Und was wurde aus dem LAB SYNTHÈSE?

Das hatte ich eigentlich schon abgehakt. Ich wollte nicht mehr zurück nach Montreal. Doch dann rief mich eines Tages mein Bruder ALEX an und sagte mir, dass in dem Projekt noch eine Menge leben stecke. ALEX war kurz zuvor in das Lagerhaus gezogen, in dem sich die Venue befand und in dem damals alle wohnten. Seine Worte hatten mich überzeugt. Ich sagte mir, es ist besser etwas zu tun, als nur rumzuhängen. Nach meiner Rückkehr hatte ich den Plan aus dem LAB SYNTHÈSE ein großes Gemeinschaftsprojekt zu machen. Auf jedem Konzert sollte mindestens ein Freund von mir spielen. In dem Zeitraum wuchs mein Freundeskreis rasant.

Warum hat du ARBUTUS RECORDS gegründet?

Bei LAB SYNTHÈSE ging es nach DAVIDS Tod darum, Freunden zu helfen und ihnen eine Plattform zu bieten. Da ich sie auch außerhalb des LAB SYNTHÈSE unterstützen wollte, beschloss ich ein Label aufzumachen. Mit der Zeit wurde das Label immer wichtiger für mich, weswegen ich mich dazu entschied, die Venue dicht zu machen. Diese Entscheidung war wie so viele andere zuvor rein intuitiv. Ich denke über solche Dinge nicht lange nach, es passiert einfach.

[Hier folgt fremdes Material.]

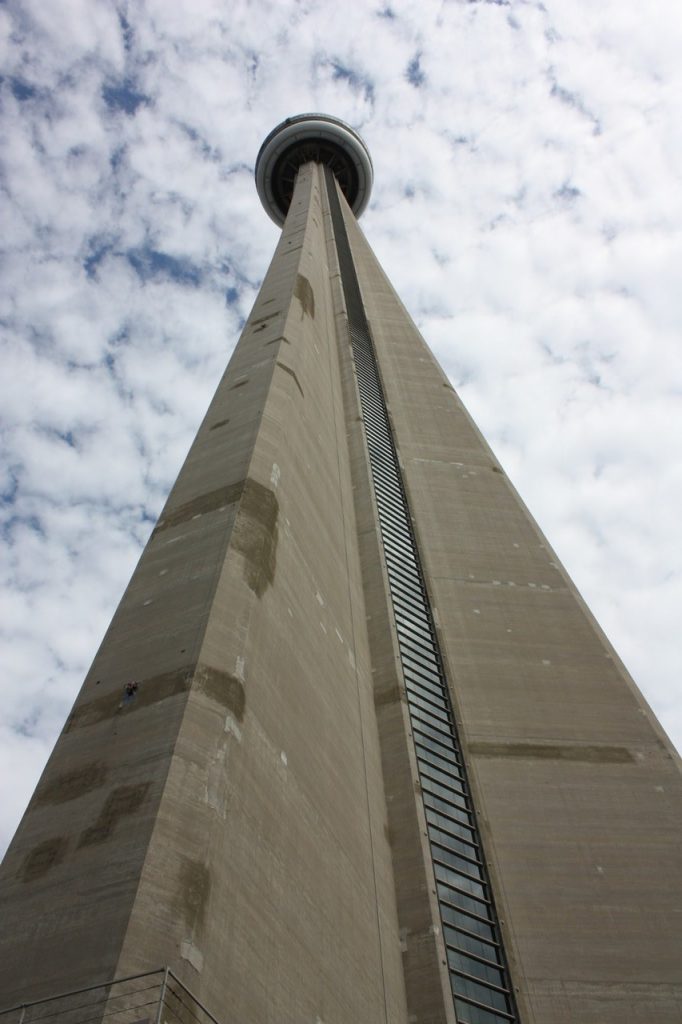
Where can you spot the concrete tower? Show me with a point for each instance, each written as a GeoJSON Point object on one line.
{"type": "Point", "coordinates": [352, 750]}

Wie laufen die Geschäfte bei ARBUTUS RECORDS?

Ich kann mich nicht beklagen, wir wachsen stetig! Zwar wirft das Label noch kein Geld ab, aber ich bin sicher, das ist nur eine Frage der Zeit.

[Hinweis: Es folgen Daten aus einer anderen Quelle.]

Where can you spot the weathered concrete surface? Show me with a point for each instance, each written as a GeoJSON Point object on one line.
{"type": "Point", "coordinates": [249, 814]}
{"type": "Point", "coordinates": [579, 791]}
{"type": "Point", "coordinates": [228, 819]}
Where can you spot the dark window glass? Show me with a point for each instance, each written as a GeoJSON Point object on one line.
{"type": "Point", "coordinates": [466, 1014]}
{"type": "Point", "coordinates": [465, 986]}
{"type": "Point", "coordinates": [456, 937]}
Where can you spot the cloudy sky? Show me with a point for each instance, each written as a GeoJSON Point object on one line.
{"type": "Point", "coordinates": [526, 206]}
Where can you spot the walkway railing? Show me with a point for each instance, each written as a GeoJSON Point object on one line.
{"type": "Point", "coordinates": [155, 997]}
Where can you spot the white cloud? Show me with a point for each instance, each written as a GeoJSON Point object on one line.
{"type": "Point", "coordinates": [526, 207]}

Wovon lebst du dann im Moment?

Ich verdiene mein Geld als Tontechniker in Clubs. Aber ich glaube, ich werde das bald sein lassen. Auch wenn es nicht sehr viel Zeit in Anspruch nimmt, ist es sehr anstrengend, zusätzlich zu meinem Job bei ARBUTUS RECORDS die ganze Nacht zu arbeiten. Ich brauche Zeit, um mich auszuruhen.

Ich finde es sehr mutig gerade jetzt ein Label zu gründen. Schließlich stecken Musiklabels seit Anbruch der digitalen Revolution in ihrer größten Krise.

Labels haben in der Tat an Bedeutung verloren, weil man sich heute um vieles selbst kümmern kann. Man kann seine Alben zuhause am Computer aufnehmen und anschließend über das Internet vertreiben. Einen PR-Agenten und einen Booker anzuheuern stellt ebenfalls kein großes Problem dar. Das war vorher viel schwieriger. Dennoch können Labels sehr nützlich sein, besonders für kleinere Bands sind sie noch immer eine gute Option.

Inwiefern?

Labels haben in der Regel gute Beziehungen, weil sie schon lange im Business sind. Versuch mal als unbekannter Künstler einen Vertrag mit einem Vertrieb zu den selben Konditionen auszuhandeln, wie WARNER BROTHERS RECORDS sie bekommt – das ist unmöglich!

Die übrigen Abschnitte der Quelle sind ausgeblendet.